Lowering Overall Home Loan Costs Through Refinancing–Cash-In And Short-Term Mortgages Have Helped

Some homeowners have attempted to lower their overall home loan costs through traditional refinancing means, which have allowed certain individuals to refinance for a shorter mortgage term, while others may have refinanced and used a cash-in option. Understandably, with the problems in the real estate market concerning negative equity, not all homeowners may have this opportunity since refinancing will require that a homeowner be in a decent financial position, in most cases.

Yet, homeowners who have been in a financial position to do so, and have had a decent credit score and equity in their home as well, have been able to use refinancing as a way to lower their home loan costs over the long run. When a homeowner has refinanced for a shorter mortgage term, like a 15-year or 20-year mortgage, there is more often than not an increase in the homeowner’s monthly mortgage payment. However, this increase in the monthly payment will shorten the total repayment period during which a homeowner is repaying their mortgage debt.
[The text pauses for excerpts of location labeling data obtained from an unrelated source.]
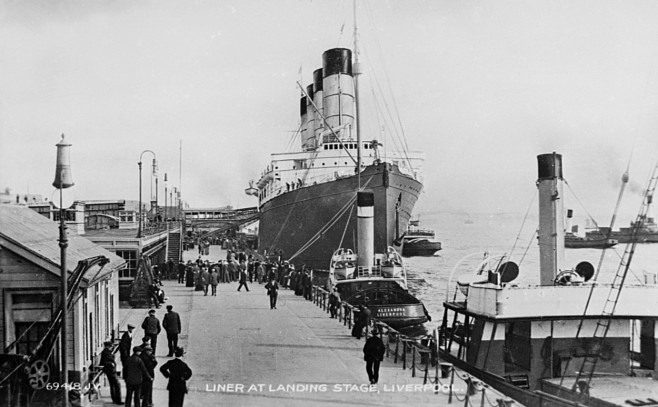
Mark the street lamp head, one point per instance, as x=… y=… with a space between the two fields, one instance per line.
x=63 y=178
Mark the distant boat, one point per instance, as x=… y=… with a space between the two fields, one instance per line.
x=417 y=241
x=572 y=241
x=648 y=233
x=556 y=343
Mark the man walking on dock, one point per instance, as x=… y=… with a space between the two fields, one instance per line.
x=126 y=344
x=243 y=279
x=171 y=324
x=177 y=372
x=151 y=327
x=135 y=373
x=373 y=354
x=273 y=291
x=110 y=369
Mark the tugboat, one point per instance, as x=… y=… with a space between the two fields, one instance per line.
x=647 y=233
x=418 y=242
x=573 y=241
x=569 y=340
x=376 y=280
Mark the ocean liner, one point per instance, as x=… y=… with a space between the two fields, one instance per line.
x=307 y=197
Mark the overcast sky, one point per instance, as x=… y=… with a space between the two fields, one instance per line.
x=481 y=87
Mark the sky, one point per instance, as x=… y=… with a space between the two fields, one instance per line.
x=480 y=87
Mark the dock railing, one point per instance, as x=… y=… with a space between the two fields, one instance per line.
x=420 y=355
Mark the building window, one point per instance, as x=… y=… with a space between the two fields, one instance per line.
x=130 y=256
x=29 y=339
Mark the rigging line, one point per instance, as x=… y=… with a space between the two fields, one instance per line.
x=624 y=182
x=630 y=250
x=521 y=228
x=330 y=223
x=327 y=124
x=403 y=149
x=324 y=228
x=581 y=204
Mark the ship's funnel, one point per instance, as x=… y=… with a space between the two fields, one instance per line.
x=338 y=89
x=365 y=212
x=303 y=115
x=551 y=217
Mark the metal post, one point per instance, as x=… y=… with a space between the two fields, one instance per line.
x=63 y=244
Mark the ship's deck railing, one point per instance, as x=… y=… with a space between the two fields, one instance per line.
x=420 y=355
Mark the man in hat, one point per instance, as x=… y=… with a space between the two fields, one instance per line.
x=373 y=354
x=134 y=373
x=110 y=369
x=243 y=277
x=272 y=288
x=147 y=385
x=177 y=372
x=151 y=327
x=181 y=272
x=126 y=344
x=171 y=324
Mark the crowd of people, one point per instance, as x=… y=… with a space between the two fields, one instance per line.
x=245 y=269
x=139 y=362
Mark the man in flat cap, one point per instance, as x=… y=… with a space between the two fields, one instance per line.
x=177 y=372
x=126 y=344
x=110 y=369
x=151 y=327
x=171 y=324
x=134 y=373
x=147 y=385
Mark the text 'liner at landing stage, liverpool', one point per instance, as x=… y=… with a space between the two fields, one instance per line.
x=306 y=198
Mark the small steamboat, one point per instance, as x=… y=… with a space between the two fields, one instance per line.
x=568 y=341
x=376 y=280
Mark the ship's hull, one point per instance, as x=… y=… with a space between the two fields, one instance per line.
x=588 y=243
x=305 y=225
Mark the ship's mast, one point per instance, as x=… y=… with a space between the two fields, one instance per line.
x=356 y=69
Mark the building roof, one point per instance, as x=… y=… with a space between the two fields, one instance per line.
x=36 y=238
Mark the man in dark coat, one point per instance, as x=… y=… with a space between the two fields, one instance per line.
x=181 y=272
x=171 y=324
x=151 y=327
x=373 y=354
x=125 y=345
x=147 y=385
x=177 y=372
x=134 y=373
x=110 y=369
x=273 y=291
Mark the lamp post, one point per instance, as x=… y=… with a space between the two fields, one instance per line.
x=139 y=230
x=171 y=201
x=63 y=180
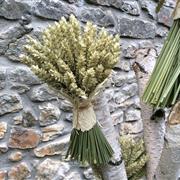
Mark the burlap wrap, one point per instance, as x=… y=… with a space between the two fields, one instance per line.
x=176 y=14
x=84 y=117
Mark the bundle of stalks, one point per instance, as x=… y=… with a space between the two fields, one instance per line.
x=75 y=62
x=163 y=89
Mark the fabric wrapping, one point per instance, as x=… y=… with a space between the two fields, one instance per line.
x=177 y=11
x=84 y=117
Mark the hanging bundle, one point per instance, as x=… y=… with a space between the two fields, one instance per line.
x=163 y=88
x=76 y=62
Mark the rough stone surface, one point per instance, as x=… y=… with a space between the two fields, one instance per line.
x=3 y=174
x=53 y=9
x=11 y=34
x=131 y=128
x=22 y=75
x=150 y=7
x=19 y=88
x=97 y=16
x=19 y=172
x=49 y=114
x=18 y=119
x=29 y=119
x=3 y=147
x=52 y=131
x=53 y=148
x=129 y=7
x=9 y=103
x=15 y=156
x=23 y=138
x=3 y=129
x=136 y=28
x=52 y=169
x=2 y=78
x=133 y=115
x=164 y=16
x=34 y=122
x=41 y=93
x=13 y=9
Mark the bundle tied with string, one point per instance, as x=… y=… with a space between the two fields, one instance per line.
x=75 y=62
x=163 y=89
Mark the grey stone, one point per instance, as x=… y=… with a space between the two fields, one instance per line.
x=130 y=89
x=128 y=49
x=22 y=75
x=72 y=1
x=15 y=156
x=150 y=7
x=68 y=117
x=123 y=65
x=49 y=114
x=29 y=118
x=9 y=103
x=3 y=147
x=18 y=119
x=19 y=172
x=3 y=129
x=23 y=138
x=73 y=175
x=2 y=78
x=10 y=35
x=164 y=16
x=19 y=88
x=52 y=9
x=51 y=132
x=136 y=28
x=133 y=101
x=109 y=93
x=53 y=148
x=130 y=7
x=162 y=31
x=97 y=16
x=52 y=169
x=131 y=127
x=13 y=9
x=15 y=48
x=122 y=77
x=41 y=93
x=116 y=4
x=132 y=115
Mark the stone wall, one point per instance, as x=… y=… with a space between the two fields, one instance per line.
x=34 y=123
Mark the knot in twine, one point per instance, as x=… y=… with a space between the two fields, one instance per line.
x=84 y=117
x=176 y=12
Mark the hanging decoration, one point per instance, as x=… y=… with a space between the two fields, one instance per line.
x=76 y=62
x=163 y=89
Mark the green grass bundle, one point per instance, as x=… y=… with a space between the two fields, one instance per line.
x=135 y=158
x=163 y=89
x=75 y=62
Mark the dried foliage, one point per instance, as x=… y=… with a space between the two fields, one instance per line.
x=71 y=59
x=135 y=158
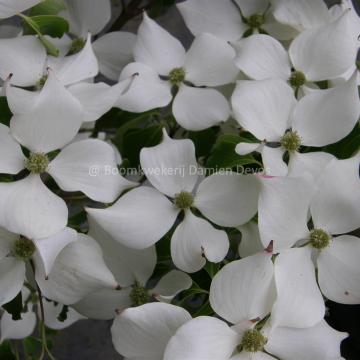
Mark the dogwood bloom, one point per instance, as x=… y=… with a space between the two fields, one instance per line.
x=162 y=63
x=311 y=55
x=113 y=50
x=251 y=280
x=302 y=14
x=144 y=331
x=228 y=199
x=334 y=209
x=10 y=8
x=269 y=110
x=230 y=20
x=43 y=124
x=16 y=250
x=78 y=270
x=210 y=338
x=20 y=329
x=25 y=58
x=132 y=270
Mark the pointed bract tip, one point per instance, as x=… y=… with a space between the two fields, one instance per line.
x=119 y=311
x=270 y=247
x=256 y=320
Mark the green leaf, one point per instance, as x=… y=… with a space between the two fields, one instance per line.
x=6 y=351
x=205 y=310
x=5 y=113
x=52 y=25
x=49 y=46
x=32 y=347
x=347 y=147
x=203 y=141
x=63 y=314
x=14 y=307
x=223 y=155
x=211 y=268
x=128 y=121
x=48 y=7
x=135 y=140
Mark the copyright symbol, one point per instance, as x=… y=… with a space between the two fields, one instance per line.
x=94 y=170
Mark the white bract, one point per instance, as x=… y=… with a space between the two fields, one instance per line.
x=161 y=62
x=225 y=199
x=17 y=250
x=44 y=123
x=231 y=20
x=269 y=110
x=132 y=270
x=277 y=171
x=322 y=53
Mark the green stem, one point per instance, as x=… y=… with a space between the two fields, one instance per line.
x=44 y=348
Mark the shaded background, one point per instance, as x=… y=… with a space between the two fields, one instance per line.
x=91 y=339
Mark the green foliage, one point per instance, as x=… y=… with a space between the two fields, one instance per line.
x=211 y=268
x=137 y=139
x=28 y=22
x=5 y=113
x=52 y=25
x=63 y=314
x=203 y=141
x=223 y=153
x=347 y=147
x=32 y=347
x=127 y=121
x=47 y=7
x=14 y=307
x=6 y=351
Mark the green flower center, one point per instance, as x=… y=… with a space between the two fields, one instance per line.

Obviously, the shorter the mortgage life, the smaller the amount of interest a homeowner will acquire. However, some homeowners have refinanced to a longer mortgage term, like a 30 year-mortgage, in the hopes of getting a more affordable monthly mortgage payment, but have used cash-in refinancing as a way to shorten their mortgage repayment timeframe as well.

While not all homeowners may be able to apply cash towards their mortgage principal when they refinance, homeowners who have taken advantage of this opportunity have, again, been able to lower overall costs since it has cut down on the total amount of time which they will repay on their mortgage debt.

Homeowners who may be considering refinancing for a more affordable overall mortgage debt are strongly cautioned by financial advisors to take stock of their personal financial situation before proceeding. Some homeowners may not have the equity to benefit from or financial ability to meet certain costs associated with refinancing, and there are also homeowners who may pay these refinancing costs, but get little or no benefit from refinancing.